After years of debate, the federal government has formally cleared the way for the funding of single-sex public schools throughout the country — a movement that supporters say will benefit poor and minority children but opponents argue is discriminatory under gender equality rules.

"Single-sex schools can provide an important contribution and the people it will benefit the most are disadvantaged children," said Cornelius Riordan, a professor of sociology at Providence College and panelist at a Wednesday conference at the American Enterprise Institute.

Next Wednesday, the Department of Education is expected to publish its proposed rules regarding the recent revision to Title IX of the 1972 Education Amendments, which outlaws federal funding for education programs that discriminate on the basis of gender. The revision clarifies the rules in which same-sex schools are concerned, and endorses such schools as long as there are equal funding opportunities for both sexes.

The revisions were spearheaded by a bipartisan group of lawmakers and the final language was included in the "No Child Left Behind" education bill signed by President Bush in January.

Numerous lawmakers who spoke in favor of the revisions pointed to mounting evidence that some children will learn better in same-sex environments — benefiting from more rigorous academic routines, leadership opportunities, freedom from stereotypes and discipline.

"Sometimes, in some circumstances we find that girls do better in a single-sex atmosphere and boys do better in a single-sex atmosphere," said Sen. Kay Bailey Hutchinson, R-Texas, in a hearing last year on the bill. "Drop the barriers. Open the options for public schools."

She was joined by Sen. Hillary Clinton, D-N.Y., who pointed to the Young Women’s Leadership Academy in New York City.

"We know this has energized students and parents," she said in the same hearing. "I believe public school choice should be expanded and as broadly as possible."

But not everyone agrees. The American Association of University Women has consistently argued that Title IX prohibits single-sex schools and that the benefits of such an education have been exaggerated.

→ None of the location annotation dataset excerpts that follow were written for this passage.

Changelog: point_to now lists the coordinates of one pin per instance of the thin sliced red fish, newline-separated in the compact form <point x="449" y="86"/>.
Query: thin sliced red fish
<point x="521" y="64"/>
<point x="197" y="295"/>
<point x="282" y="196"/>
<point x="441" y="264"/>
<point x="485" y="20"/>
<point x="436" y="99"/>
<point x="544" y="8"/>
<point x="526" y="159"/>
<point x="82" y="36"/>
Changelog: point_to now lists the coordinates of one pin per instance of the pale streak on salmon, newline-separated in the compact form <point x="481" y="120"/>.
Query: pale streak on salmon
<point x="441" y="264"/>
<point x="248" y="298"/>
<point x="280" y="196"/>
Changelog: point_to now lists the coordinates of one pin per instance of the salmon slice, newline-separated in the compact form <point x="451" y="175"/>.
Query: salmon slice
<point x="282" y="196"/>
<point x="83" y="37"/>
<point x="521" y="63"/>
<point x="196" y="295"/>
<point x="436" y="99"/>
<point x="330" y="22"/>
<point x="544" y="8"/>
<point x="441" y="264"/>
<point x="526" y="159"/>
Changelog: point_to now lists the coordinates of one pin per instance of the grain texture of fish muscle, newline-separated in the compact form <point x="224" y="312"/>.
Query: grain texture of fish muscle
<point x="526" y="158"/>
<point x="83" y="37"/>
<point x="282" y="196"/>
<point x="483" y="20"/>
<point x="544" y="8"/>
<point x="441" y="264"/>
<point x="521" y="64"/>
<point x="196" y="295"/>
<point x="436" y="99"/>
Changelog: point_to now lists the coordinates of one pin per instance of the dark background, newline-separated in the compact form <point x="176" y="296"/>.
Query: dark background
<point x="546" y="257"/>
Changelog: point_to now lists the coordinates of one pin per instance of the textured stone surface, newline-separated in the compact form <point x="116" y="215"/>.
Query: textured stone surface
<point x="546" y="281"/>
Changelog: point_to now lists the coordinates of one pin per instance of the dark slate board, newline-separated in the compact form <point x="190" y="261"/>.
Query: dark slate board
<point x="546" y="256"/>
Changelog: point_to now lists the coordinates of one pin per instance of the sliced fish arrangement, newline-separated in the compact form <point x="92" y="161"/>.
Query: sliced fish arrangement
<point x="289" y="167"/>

"While single-sex education experiments do produce some positive results for some students in some cases, much of the research indicates that the properties of a good education, not a sex-segregated environment, make the difference," the group said in a statement in January. The AAUW did not return calls for comment Wednesday.

Opponents also point to a California study released last June that found that gender stereotyping, harassment and other areas of concern in today’s co-educational environment do not necessarily diminish in single-sex schools. The state study reviewed 12 pilot single-sex programs there.

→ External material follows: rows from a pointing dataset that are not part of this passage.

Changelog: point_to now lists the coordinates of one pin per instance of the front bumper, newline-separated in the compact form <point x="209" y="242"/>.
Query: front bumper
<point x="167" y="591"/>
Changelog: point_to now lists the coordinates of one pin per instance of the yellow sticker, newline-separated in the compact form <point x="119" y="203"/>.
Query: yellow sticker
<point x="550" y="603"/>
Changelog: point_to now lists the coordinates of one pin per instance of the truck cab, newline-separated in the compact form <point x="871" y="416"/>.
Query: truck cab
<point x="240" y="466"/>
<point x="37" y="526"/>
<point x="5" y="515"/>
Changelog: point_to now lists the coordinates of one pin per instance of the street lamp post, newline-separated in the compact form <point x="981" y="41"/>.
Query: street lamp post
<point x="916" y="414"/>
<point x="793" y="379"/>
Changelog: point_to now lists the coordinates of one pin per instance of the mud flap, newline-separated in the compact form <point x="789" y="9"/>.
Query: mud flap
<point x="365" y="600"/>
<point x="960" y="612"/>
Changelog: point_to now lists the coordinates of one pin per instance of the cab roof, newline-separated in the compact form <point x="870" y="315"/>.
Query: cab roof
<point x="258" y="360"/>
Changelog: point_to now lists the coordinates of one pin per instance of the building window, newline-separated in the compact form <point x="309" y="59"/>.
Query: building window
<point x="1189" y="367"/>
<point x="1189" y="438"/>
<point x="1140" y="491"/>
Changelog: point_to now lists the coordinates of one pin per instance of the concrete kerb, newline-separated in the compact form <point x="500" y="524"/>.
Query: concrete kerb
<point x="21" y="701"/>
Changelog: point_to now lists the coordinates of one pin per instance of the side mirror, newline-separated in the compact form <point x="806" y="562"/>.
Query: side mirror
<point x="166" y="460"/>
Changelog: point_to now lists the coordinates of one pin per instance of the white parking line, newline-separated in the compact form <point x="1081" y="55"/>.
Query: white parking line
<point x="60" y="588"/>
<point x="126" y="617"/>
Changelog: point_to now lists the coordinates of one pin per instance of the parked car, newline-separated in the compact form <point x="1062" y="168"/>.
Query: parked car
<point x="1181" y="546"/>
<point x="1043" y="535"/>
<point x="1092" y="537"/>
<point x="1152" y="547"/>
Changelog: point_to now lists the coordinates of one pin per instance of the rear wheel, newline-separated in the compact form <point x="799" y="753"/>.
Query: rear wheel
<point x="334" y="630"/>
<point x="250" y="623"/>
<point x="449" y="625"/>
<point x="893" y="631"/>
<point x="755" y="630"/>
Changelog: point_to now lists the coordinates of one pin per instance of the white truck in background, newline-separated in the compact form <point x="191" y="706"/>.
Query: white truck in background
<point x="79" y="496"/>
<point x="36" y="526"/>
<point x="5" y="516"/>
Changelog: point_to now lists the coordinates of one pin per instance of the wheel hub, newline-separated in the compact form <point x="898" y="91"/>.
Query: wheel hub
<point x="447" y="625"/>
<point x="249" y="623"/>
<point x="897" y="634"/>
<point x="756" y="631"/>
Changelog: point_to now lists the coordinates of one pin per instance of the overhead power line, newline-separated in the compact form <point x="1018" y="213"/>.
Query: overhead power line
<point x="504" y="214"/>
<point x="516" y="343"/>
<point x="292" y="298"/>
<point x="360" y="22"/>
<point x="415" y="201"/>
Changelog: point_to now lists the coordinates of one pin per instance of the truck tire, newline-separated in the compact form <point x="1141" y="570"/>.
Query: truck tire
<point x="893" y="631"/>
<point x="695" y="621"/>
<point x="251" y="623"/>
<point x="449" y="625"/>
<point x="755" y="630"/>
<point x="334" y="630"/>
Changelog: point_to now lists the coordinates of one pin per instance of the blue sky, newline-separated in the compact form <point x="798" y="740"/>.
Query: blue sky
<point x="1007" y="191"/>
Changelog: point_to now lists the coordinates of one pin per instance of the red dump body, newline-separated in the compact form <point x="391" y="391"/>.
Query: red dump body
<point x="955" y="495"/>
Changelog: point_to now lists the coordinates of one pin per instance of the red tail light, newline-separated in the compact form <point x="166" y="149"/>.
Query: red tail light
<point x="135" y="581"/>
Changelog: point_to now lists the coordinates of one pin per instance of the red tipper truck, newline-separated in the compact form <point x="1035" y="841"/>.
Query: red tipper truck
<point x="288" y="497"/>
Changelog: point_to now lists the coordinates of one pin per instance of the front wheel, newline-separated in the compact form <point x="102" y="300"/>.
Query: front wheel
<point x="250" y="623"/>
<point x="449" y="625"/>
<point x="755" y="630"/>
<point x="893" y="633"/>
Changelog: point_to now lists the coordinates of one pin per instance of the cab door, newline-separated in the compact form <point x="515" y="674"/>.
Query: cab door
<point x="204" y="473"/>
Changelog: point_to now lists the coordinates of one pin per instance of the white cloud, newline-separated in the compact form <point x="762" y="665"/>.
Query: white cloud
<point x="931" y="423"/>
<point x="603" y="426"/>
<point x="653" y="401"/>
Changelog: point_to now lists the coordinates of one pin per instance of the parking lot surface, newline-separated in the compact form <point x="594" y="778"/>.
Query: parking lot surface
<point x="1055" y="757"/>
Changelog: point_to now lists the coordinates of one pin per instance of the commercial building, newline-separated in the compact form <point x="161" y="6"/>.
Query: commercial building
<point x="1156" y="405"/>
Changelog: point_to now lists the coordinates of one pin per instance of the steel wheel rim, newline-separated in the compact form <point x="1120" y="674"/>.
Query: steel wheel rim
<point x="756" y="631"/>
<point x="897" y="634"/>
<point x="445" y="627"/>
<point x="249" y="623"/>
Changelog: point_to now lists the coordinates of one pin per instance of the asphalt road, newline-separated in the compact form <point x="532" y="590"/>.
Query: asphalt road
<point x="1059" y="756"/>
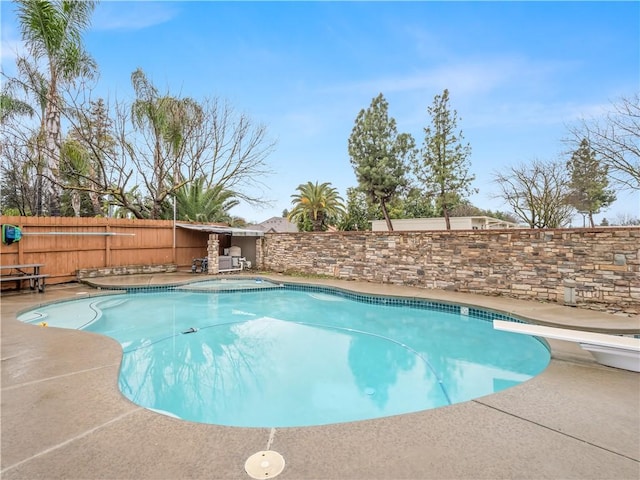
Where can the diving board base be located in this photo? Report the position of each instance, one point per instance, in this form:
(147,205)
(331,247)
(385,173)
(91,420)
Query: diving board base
(610,350)
(614,357)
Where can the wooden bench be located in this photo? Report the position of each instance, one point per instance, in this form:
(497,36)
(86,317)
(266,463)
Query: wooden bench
(611,350)
(20,273)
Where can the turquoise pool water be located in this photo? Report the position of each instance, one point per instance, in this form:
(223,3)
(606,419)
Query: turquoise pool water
(278,357)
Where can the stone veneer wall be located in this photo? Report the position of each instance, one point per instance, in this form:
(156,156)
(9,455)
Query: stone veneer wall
(597,268)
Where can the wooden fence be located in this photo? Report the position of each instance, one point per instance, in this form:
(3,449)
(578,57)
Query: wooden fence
(67,244)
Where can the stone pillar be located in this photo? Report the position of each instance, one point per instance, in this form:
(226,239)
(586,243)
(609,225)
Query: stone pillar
(259,244)
(212,254)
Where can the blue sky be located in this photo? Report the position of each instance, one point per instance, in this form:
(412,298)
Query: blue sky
(518,73)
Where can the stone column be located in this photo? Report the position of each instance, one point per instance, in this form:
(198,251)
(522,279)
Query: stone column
(212,254)
(259,244)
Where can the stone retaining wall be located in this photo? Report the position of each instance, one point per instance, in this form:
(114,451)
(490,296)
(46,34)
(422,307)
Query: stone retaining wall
(596,268)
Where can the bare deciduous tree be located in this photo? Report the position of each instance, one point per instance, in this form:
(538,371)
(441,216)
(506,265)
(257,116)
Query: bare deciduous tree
(615,138)
(537,193)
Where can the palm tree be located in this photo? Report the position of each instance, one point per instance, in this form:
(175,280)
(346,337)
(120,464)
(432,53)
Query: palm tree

Rosemary Salomone, a professor of law at St. John’s University of Law who has written extensively in support of single sex schools, said Wednesday that there is "no clear evidence that single-sex schools improve achievement," and added that such schools are "not an ideal way to prepare boys and girls for personal relationships."

However, there is a growing body of evidence — both empirical and anecdotal — to suggest single-sex programs encourage student interest and empowerment, she said.

Riordan, who has conducted studies on disadvantaged students in single-sex schools, said he has found empirical evidence.

"They do work to improve academic achievement – but it is limited to students of low economic status and those who are disadvantaged historically," he said.

Maureen Grogan, executive director of the Young Women's Leadership Foundation, which runs private middle and secondary schools for girls in New York and Chicago, said she has seen for herself the benefits of same-sex classrooms.

"This is something that the parents and the students want – the demand is there," Grogan said, adding that many girls have told her that they are happy to have a "voice" and personal relationships with teachers they didn’t necessarily have before.

"The experiences I’ve had here I can honestly say I wouldn’t have had anywhere else," said Tanisha Smalls, a senior at New York's YWLA. Smalls is headed to Williams College next fall where she will study biology.